Overview
AgentGateway (v1.1.0+, Apache 2.0) is an open-source Rust proxy that sits between your application and its LLM provider. Fiddler integrates with AgentGateway at the proxy layer, giving you full LLM observability — prompts, responses, token usage, latency — without adding any SDK to your application code.
| Capability | Notes |
|---|
| Zero instrumentation | Point your app at AgentGateway instead of api.openai.com — no code changes needed |
| LLM span tracing | Token counts, model name, latency, and content (with CEL config) |
| Session grouping | All LLM calls sharing an X-Fiddler-Conversation-Id header are grouped into one Fiddler Session |
| Direct OTLP export | AgentGateway exports traces to Fiddler over HTTPS with auth headers injected via requestHeaderModifier |
Architecture
AgentGateway exposes an OpenAI-compatible API (/v1/chat/completions). Your application requires no SDK — it just calls the proxy instead of the provider directly.
Prerequisites
- Fiddler account with a GenAI application already created
- AgentGateway v1.1.0 or later
- A valid LLM provider API key (e.g.
OPENAI_API_KEY)
- Your Fiddler API key (found under organizational settings) and application UUID (found under application settings)
Quick Start
Step 1 — Install AgentGateway
# macOS / Linux (Homebrew)
brew install agentgateway/tap/agentgateway
# Or download from https://github.com/agentgateway/agentgateway/releases
agentgateway --version # must be 1.1.0+
Create agentgateway_config.yaml:
# yaml-language-server: $schema=https://agentgateway.dev/schema/config
frontendPolicies:
tracing:
# Fiddler instance host and port (e.g., your-instance.fiddler.ai:443).

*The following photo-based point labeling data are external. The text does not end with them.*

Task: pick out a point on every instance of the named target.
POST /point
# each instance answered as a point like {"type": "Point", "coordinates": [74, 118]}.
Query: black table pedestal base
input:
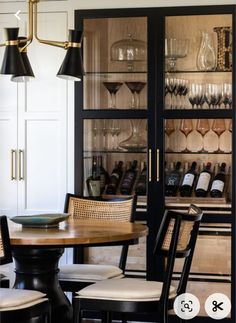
{"type": "Point", "coordinates": [37, 269]}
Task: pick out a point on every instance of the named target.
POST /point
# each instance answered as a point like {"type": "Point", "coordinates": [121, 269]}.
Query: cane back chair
{"type": "Point", "coordinates": [78, 275]}
{"type": "Point", "coordinates": [176, 238]}
{"type": "Point", "coordinates": [18, 305]}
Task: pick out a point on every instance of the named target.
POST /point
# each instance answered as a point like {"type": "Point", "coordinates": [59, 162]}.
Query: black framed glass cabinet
{"type": "Point", "coordinates": [155, 115]}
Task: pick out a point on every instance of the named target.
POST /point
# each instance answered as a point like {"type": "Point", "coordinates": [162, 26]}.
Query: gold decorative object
{"type": "Point", "coordinates": [224, 48]}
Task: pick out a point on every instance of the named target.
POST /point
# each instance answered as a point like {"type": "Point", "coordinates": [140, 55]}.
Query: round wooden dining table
{"type": "Point", "coordinates": [37, 251]}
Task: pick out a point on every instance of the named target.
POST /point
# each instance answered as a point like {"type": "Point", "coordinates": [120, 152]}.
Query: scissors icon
{"type": "Point", "coordinates": [186, 306]}
{"type": "Point", "coordinates": [217, 306]}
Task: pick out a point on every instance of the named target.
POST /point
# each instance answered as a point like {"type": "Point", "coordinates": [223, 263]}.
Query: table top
{"type": "Point", "coordinates": [79, 232]}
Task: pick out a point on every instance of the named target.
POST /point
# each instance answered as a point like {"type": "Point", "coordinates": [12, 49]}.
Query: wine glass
{"type": "Point", "coordinates": [96, 132]}
{"type": "Point", "coordinates": [174, 49]}
{"type": "Point", "coordinates": [105, 131]}
{"type": "Point", "coordinates": [135, 89]}
{"type": "Point", "coordinates": [186, 126]}
{"type": "Point", "coordinates": [114, 129]}
{"type": "Point", "coordinates": [213, 95]}
{"type": "Point", "coordinates": [218, 127]}
{"type": "Point", "coordinates": [169, 129]}
{"type": "Point", "coordinates": [203, 127]}
{"type": "Point", "coordinates": [112, 88]}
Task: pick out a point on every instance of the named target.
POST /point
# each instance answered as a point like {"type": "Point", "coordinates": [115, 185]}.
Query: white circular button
{"type": "Point", "coordinates": [218, 306]}
{"type": "Point", "coordinates": [186, 306]}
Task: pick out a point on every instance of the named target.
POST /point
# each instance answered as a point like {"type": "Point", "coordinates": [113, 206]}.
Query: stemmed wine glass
{"type": "Point", "coordinates": [169, 129]}
{"type": "Point", "coordinates": [213, 95]}
{"type": "Point", "coordinates": [112, 88]}
{"type": "Point", "coordinates": [218, 127]}
{"type": "Point", "coordinates": [105, 131]}
{"type": "Point", "coordinates": [96, 131]}
{"type": "Point", "coordinates": [114, 129]}
{"type": "Point", "coordinates": [186, 126]}
{"type": "Point", "coordinates": [135, 89]}
{"type": "Point", "coordinates": [196, 95]}
{"type": "Point", "coordinates": [174, 49]}
{"type": "Point", "coordinates": [203, 127]}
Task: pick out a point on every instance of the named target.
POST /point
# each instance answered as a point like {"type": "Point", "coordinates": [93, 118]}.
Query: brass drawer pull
{"type": "Point", "coordinates": [21, 165]}
{"type": "Point", "coordinates": [158, 171]}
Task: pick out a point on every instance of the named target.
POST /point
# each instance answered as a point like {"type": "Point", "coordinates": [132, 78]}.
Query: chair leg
{"type": "Point", "coordinates": [123, 318]}
{"type": "Point", "coordinates": [77, 312]}
{"type": "Point", "coordinates": [106, 317]}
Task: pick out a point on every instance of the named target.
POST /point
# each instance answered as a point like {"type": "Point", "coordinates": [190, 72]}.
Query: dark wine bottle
{"type": "Point", "coordinates": [173, 180]}
{"type": "Point", "coordinates": [204, 181]}
{"type": "Point", "coordinates": [104, 177]}
{"type": "Point", "coordinates": [115, 178]}
{"type": "Point", "coordinates": [127, 183]}
{"type": "Point", "coordinates": [218, 183]}
{"type": "Point", "coordinates": [94, 181]}
{"type": "Point", "coordinates": [188, 181]}
{"type": "Point", "coordinates": [141, 184]}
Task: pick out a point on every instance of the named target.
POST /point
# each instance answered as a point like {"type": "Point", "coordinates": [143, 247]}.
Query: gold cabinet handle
{"type": "Point", "coordinates": [13, 165]}
{"type": "Point", "coordinates": [158, 171]}
{"type": "Point", "coordinates": [149, 165]}
{"type": "Point", "coordinates": [21, 165]}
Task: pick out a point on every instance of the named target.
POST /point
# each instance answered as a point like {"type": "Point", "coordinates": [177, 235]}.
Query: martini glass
{"type": "Point", "coordinates": [112, 88]}
{"type": "Point", "coordinates": [135, 89]}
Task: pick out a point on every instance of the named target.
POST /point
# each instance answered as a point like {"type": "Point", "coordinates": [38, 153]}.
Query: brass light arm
{"type": "Point", "coordinates": [44, 41]}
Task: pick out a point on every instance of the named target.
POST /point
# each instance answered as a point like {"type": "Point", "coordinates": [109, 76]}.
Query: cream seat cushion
{"type": "Point", "coordinates": [89, 272]}
{"type": "Point", "coordinates": [11, 299]}
{"type": "Point", "coordinates": [127, 289]}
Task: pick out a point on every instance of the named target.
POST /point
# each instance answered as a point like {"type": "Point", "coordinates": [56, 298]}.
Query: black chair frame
{"type": "Point", "coordinates": [165, 303]}
{"type": "Point", "coordinates": [78, 252]}
{"type": "Point", "coordinates": [41, 311]}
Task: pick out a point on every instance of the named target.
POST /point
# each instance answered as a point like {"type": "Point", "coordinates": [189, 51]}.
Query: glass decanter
{"type": "Point", "coordinates": [206, 57]}
{"type": "Point", "coordinates": [138, 139]}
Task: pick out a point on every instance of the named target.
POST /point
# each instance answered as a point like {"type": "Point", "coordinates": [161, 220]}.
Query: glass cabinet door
{"type": "Point", "coordinates": [115, 100]}
{"type": "Point", "coordinates": [115, 52]}
{"type": "Point", "coordinates": [198, 140]}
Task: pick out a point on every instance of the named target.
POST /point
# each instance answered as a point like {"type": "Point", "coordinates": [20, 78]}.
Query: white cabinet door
{"type": "Point", "coordinates": [42, 123]}
{"type": "Point", "coordinates": [33, 122]}
{"type": "Point", "coordinates": [8, 133]}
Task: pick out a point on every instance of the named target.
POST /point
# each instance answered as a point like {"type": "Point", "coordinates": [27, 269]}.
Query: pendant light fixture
{"type": "Point", "coordinates": [29, 74]}
{"type": "Point", "coordinates": [16, 62]}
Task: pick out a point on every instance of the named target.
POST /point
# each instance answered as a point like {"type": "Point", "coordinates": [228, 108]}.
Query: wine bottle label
{"type": "Point", "coordinates": [203, 181]}
{"type": "Point", "coordinates": [115, 175]}
{"type": "Point", "coordinates": [188, 179]}
{"type": "Point", "coordinates": [94, 187]}
{"type": "Point", "coordinates": [173, 180]}
{"type": "Point", "coordinates": [217, 185]}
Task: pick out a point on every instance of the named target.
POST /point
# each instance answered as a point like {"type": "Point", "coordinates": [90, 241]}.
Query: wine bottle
{"type": "Point", "coordinates": [203, 181]}
{"type": "Point", "coordinates": [188, 181]}
{"type": "Point", "coordinates": [173, 180]}
{"type": "Point", "coordinates": [218, 183]}
{"type": "Point", "coordinates": [115, 178]}
{"type": "Point", "coordinates": [94, 181]}
{"type": "Point", "coordinates": [104, 177]}
{"type": "Point", "coordinates": [141, 184]}
{"type": "Point", "coordinates": [127, 183]}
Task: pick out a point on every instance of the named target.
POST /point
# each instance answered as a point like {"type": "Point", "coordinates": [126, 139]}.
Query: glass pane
{"type": "Point", "coordinates": [115, 157]}
{"type": "Point", "coordinates": [192, 146]}
{"type": "Point", "coordinates": [115, 60]}
{"type": "Point", "coordinates": [198, 163]}
{"type": "Point", "coordinates": [198, 62]}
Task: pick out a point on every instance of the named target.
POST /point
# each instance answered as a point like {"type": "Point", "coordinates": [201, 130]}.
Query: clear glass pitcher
{"type": "Point", "coordinates": [206, 58]}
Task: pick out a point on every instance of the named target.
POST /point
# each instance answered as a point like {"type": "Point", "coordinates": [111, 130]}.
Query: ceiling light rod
{"type": "Point", "coordinates": [15, 60]}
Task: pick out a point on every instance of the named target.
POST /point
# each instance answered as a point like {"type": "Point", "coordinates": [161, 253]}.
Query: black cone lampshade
{"type": "Point", "coordinates": [29, 74]}
{"type": "Point", "coordinates": [72, 66]}
{"type": "Point", "coordinates": [12, 60]}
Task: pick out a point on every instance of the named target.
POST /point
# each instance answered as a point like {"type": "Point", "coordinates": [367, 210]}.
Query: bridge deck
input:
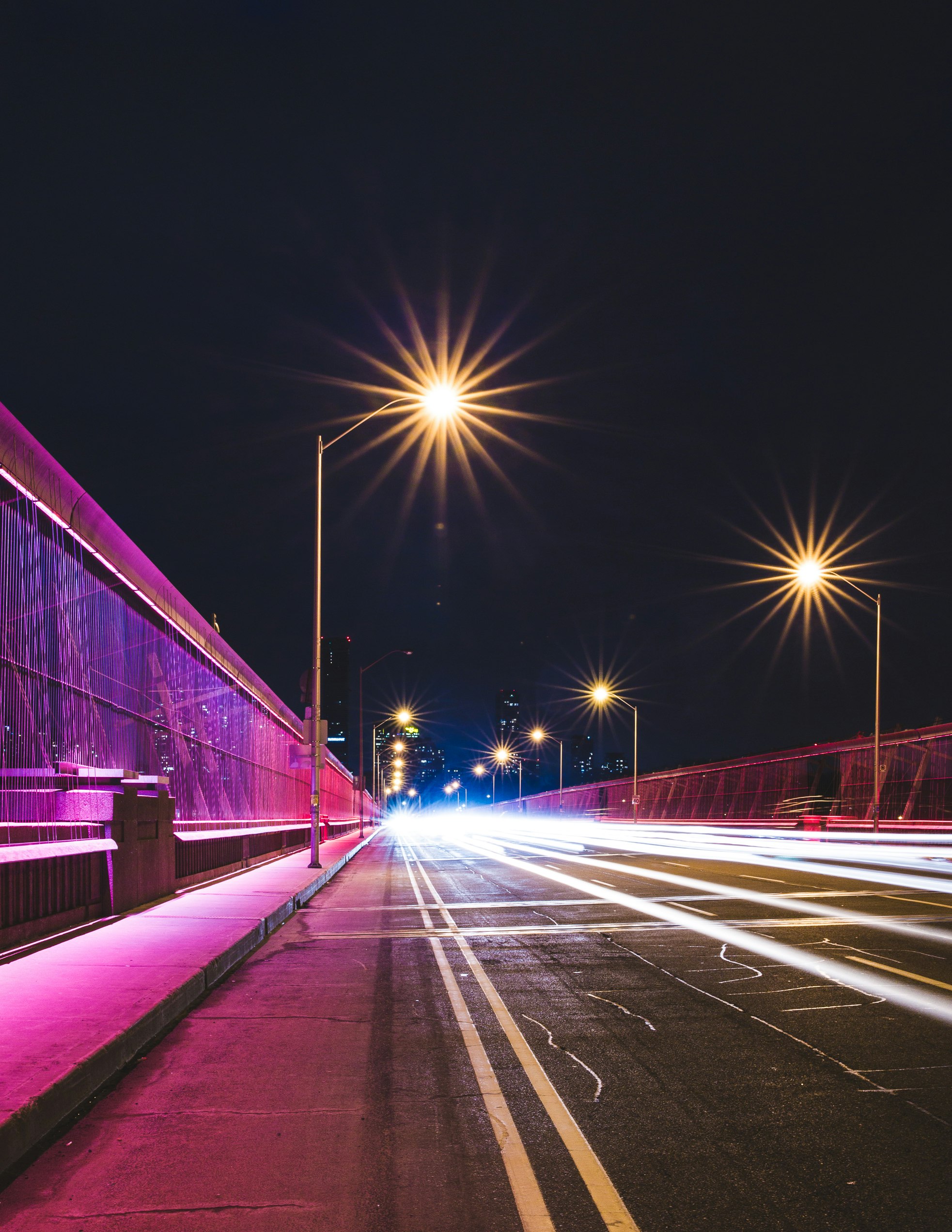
{"type": "Point", "coordinates": [441, 1035]}
{"type": "Point", "coordinates": [72, 1015]}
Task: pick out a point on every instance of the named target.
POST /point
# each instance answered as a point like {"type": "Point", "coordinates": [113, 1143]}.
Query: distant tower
{"type": "Point", "coordinates": [335, 693]}
{"type": "Point", "coordinates": [507, 716]}
{"type": "Point", "coordinates": [582, 759]}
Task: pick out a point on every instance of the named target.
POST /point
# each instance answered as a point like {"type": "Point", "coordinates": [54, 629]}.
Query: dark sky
{"type": "Point", "coordinates": [728, 225]}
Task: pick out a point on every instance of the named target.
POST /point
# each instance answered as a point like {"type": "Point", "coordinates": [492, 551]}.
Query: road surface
{"type": "Point", "coordinates": [477, 1030]}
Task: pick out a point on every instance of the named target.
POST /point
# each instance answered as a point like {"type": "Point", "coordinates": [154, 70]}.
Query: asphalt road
{"type": "Point", "coordinates": [456, 1035]}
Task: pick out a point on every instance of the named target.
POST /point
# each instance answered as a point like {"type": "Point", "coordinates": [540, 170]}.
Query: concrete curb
{"type": "Point", "coordinates": [26, 1130]}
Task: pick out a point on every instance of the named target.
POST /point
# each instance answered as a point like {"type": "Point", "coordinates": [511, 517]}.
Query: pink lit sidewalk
{"type": "Point", "coordinates": [73, 1015]}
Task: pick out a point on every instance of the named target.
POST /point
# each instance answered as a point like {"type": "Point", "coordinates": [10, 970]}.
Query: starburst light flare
{"type": "Point", "coordinates": [442, 398]}
{"type": "Point", "coordinates": [810, 572]}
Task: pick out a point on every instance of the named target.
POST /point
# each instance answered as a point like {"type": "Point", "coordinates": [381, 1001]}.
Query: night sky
{"type": "Point", "coordinates": [727, 226]}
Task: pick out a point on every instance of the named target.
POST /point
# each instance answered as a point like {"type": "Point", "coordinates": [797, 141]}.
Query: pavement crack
{"type": "Point", "coordinates": [758, 972]}
{"type": "Point", "coordinates": [623, 1008]}
{"type": "Point", "coordinates": [187, 1210]}
{"type": "Point", "coordinates": [577, 1060]}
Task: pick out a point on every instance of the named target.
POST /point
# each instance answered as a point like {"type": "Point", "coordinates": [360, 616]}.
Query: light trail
{"type": "Point", "coordinates": [929, 1004]}
{"type": "Point", "coordinates": [773, 856]}
{"type": "Point", "coordinates": [727, 892]}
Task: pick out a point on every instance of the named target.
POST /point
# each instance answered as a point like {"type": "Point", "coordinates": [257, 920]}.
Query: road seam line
{"type": "Point", "coordinates": [530, 1203]}
{"type": "Point", "coordinates": [606, 1198]}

# $FIDDLER_HOST is expanded from the environment.
host: "$FIDDLER_HOST"
protocol: http
randomSampling: true
policies:
# Inject auth headers on every OTLP export request to Fiddler.
# $FIDDLER_API_KEY and $FIDDLER_APP_ID are expanded from the environment.
requestHeaderModifier:
add:
Authorization: "Bearer $FIDDLER_API_KEY"
fiddler-application-id: "$FIDDLER_APP_ID"
# Enable TLS for the HTTPS connection to Fiddler.
backendTLS: {}
resources:
service.name: '"agentgateway"'
application.id: '"$FIDDLER_APP_ID"'
attributes:
gen_ai.llm.input.user: |
llm.prompt.filter(m, m.role == "user").map(m, m.content).join("\n")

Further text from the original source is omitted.